Code
import sys
from pathlib import Path
str(Path.cwd())) sys.path.append(
Adam Cseresznye
November 22, 2024
In Part 2, we looked into some crucial sample pre-processing steps before modeling, establishing the required pipeline for data processing, evaluating various algorithms, and ultimately identifying an appropriate baseline model, that is CatBoost. As we proceed to Part 3, our focus will be on assessing the significance of features in the initial scraped dataset. We’ll achieve this by employing the feature_importances_
method of CatBoostRegressor and analyzing SHAP values. Additionally, we’ll systematically eliminate features showing lower importance or predictive capability. Excited to explore all these!

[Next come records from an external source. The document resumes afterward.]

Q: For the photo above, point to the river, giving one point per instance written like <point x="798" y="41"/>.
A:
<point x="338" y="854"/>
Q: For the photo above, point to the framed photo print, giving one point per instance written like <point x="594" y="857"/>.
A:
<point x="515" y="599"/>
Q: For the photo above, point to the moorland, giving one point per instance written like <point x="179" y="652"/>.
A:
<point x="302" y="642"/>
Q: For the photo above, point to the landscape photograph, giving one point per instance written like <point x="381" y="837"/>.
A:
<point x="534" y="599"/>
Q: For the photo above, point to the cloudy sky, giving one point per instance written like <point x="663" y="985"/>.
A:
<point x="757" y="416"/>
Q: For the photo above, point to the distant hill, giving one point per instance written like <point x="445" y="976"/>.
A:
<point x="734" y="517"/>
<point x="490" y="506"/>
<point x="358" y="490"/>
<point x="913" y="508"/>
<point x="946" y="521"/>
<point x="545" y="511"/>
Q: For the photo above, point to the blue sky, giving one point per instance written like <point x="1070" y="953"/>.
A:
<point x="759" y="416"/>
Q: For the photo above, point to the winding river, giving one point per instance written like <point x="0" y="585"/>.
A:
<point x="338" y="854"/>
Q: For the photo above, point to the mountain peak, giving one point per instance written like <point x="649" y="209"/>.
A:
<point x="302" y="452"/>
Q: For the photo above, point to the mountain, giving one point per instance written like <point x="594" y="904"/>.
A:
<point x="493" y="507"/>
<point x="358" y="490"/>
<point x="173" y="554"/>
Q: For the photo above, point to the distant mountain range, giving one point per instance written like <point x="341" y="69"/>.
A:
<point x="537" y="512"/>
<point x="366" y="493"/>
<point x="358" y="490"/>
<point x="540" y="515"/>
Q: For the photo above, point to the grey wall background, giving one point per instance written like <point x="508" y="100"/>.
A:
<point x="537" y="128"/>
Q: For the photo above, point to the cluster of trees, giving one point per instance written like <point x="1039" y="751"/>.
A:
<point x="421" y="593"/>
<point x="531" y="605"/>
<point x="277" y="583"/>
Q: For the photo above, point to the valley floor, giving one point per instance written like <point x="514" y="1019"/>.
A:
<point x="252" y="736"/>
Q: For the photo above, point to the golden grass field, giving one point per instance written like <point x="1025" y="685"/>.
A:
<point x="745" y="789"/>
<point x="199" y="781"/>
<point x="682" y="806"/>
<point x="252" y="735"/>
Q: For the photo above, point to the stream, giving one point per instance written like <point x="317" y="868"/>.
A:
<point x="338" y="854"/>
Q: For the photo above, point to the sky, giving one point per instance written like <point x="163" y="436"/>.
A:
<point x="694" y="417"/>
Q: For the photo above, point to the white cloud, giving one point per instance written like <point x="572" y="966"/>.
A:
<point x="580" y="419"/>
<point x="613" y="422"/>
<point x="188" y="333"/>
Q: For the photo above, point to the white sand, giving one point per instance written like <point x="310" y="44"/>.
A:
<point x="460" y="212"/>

You can explore the project’s app on its website. For more details, visit the GitHub repository.
Check out the series for a deeper dive: - Part 1: Characterizing the Data - Part 2: Building a Baseline Model - Part 3: Feature Selection - Part 4: Feature Engineering - Part 5: Fine-Tuning
from pathlib import Path
import catboost
import numpy as np
import pandas as pd
import shap
from IPython.display import clear_output
from lets_plot import *
from lets_plot.mapping import as_discrete
from sklearn import metrics, model_selection
from tqdm import tqdm
from helper import utils
LetsPlot.setup_html()
Our initial step involves a train-test split. This process divides the data into two distinct sets: a training set and a testing set. The training set is employed for model training, while the testing set is exclusively reserved for model evaluation. This methodology allows models to be trained on the training set and then assessed for accuracy using the unseen testing set. Ultimately, this approach enables an unbiased evaluation of our model’s performance, utilizing the test set that remained untouched during the model training phase.

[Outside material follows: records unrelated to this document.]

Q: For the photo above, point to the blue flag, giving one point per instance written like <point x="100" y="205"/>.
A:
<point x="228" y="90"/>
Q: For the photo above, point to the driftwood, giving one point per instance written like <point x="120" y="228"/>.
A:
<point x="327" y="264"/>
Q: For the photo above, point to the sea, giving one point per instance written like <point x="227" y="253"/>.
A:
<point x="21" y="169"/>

Next, we’ll apply a crucial step in our data preprocessing pipeline: transforming our target variable using a logarithmic function. Additionally, we’ll tackle missing values in our categorical features by replacing them with a designated label, “missing value.” This is needed, as CatBoost can handle missing values in numerical columns, but categorical missing values require manual attention to ensure accurate modeling.

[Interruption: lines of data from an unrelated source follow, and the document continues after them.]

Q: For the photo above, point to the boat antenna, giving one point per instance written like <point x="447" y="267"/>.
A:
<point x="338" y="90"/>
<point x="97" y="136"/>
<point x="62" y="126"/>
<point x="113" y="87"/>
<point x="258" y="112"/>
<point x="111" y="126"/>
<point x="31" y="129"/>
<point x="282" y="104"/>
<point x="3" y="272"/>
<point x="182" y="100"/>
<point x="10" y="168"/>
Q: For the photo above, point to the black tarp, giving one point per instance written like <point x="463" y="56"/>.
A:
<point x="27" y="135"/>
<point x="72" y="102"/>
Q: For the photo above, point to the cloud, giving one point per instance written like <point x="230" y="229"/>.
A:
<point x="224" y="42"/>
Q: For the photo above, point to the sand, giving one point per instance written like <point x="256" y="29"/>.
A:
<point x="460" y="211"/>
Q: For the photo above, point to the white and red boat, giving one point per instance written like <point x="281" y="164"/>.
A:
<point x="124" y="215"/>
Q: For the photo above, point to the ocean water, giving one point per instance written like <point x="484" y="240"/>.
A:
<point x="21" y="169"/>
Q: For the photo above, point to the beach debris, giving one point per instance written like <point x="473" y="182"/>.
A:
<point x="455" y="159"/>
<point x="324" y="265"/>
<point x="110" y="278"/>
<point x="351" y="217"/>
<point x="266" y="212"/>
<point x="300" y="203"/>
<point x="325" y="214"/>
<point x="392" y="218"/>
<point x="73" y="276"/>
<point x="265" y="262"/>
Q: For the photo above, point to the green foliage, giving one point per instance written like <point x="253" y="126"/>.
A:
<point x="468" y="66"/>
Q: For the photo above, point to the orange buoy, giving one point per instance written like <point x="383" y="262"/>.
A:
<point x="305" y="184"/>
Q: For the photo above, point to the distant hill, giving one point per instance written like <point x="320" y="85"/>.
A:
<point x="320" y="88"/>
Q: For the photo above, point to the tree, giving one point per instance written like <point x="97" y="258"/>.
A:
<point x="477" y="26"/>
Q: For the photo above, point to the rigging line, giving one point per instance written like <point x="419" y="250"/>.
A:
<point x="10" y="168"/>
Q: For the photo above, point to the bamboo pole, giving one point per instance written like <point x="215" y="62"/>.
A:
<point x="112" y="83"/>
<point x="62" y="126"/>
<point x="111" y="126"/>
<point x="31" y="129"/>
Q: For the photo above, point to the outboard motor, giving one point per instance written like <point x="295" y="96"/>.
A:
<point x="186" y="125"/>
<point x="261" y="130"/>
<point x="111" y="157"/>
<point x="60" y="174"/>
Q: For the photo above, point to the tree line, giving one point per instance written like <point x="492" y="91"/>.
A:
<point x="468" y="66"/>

processed_train = train.reset_index(drop=True).assign(
price=lambda df: np.log10(df.price)
) # Log transformation of 'price' column
# This step is needed since catboost cannot handle missing values when feature is categorical
for col in processed_train.columns:
if processed_train[col].dtype.name in ("bool", "object", "category"):
processed_train[col] = processed_train[col].fillna("missing value")
processed_train.shape
(2928, 50)
We will evaluate feature importance using two methods: the feature_importances_
attribute in CatBoost and SHAP values from the SHAP library. To begin examining feature importances, we’ll initiate model training. This involves further partitioning the training set, reserving a portion for CatBoost training (validation dataset). This allows us to stop the training process when overfitting emerges. Preventing overfitting is crucial, as it ensures we don’t work with an overly biased model. Additionally, if overfitting occurs, stopping training earlier helps conserve time and resources.
features = processed_train.columns[~processed_train.columns.str.contains("price")]
numerical_features = processed_train.select_dtypes("number").columns.to_list()
categorical_features = processed_train.select_dtypes("object").columns.to_list()
train_FS, validation_FS = model_selection.train_test_split(
processed_train, test_size=0.2, random_state=utils.Configuration.seed
)
# Get target variables
tr_y = train_FS[utils.Configuration.target_col]
val_y = validation_FS[utils.Configuration.target_col]
# Get feature matrices
tr_X = train_FS.loc[:, features]
val_X = validation_FS.loc[:, features]
print(f"Train dataset shape: {tr_X.shape} {tr_y.shape}")
print(f"Validation dataset shape: {val_X.shape} {val_y.shape}")
Train dataset shape: (2342, 49) (2342,)
Validation dataset shape: (586, 49) (586,)
As you can see below, the training loss steadily decreases, but the validation loss reaches a plateau. Thanks to the validation dataset, we can stop the training well before the initially set 2000 iterations. This early stopping is crucial for preventing overfitting and ensures a more balanced and effective model.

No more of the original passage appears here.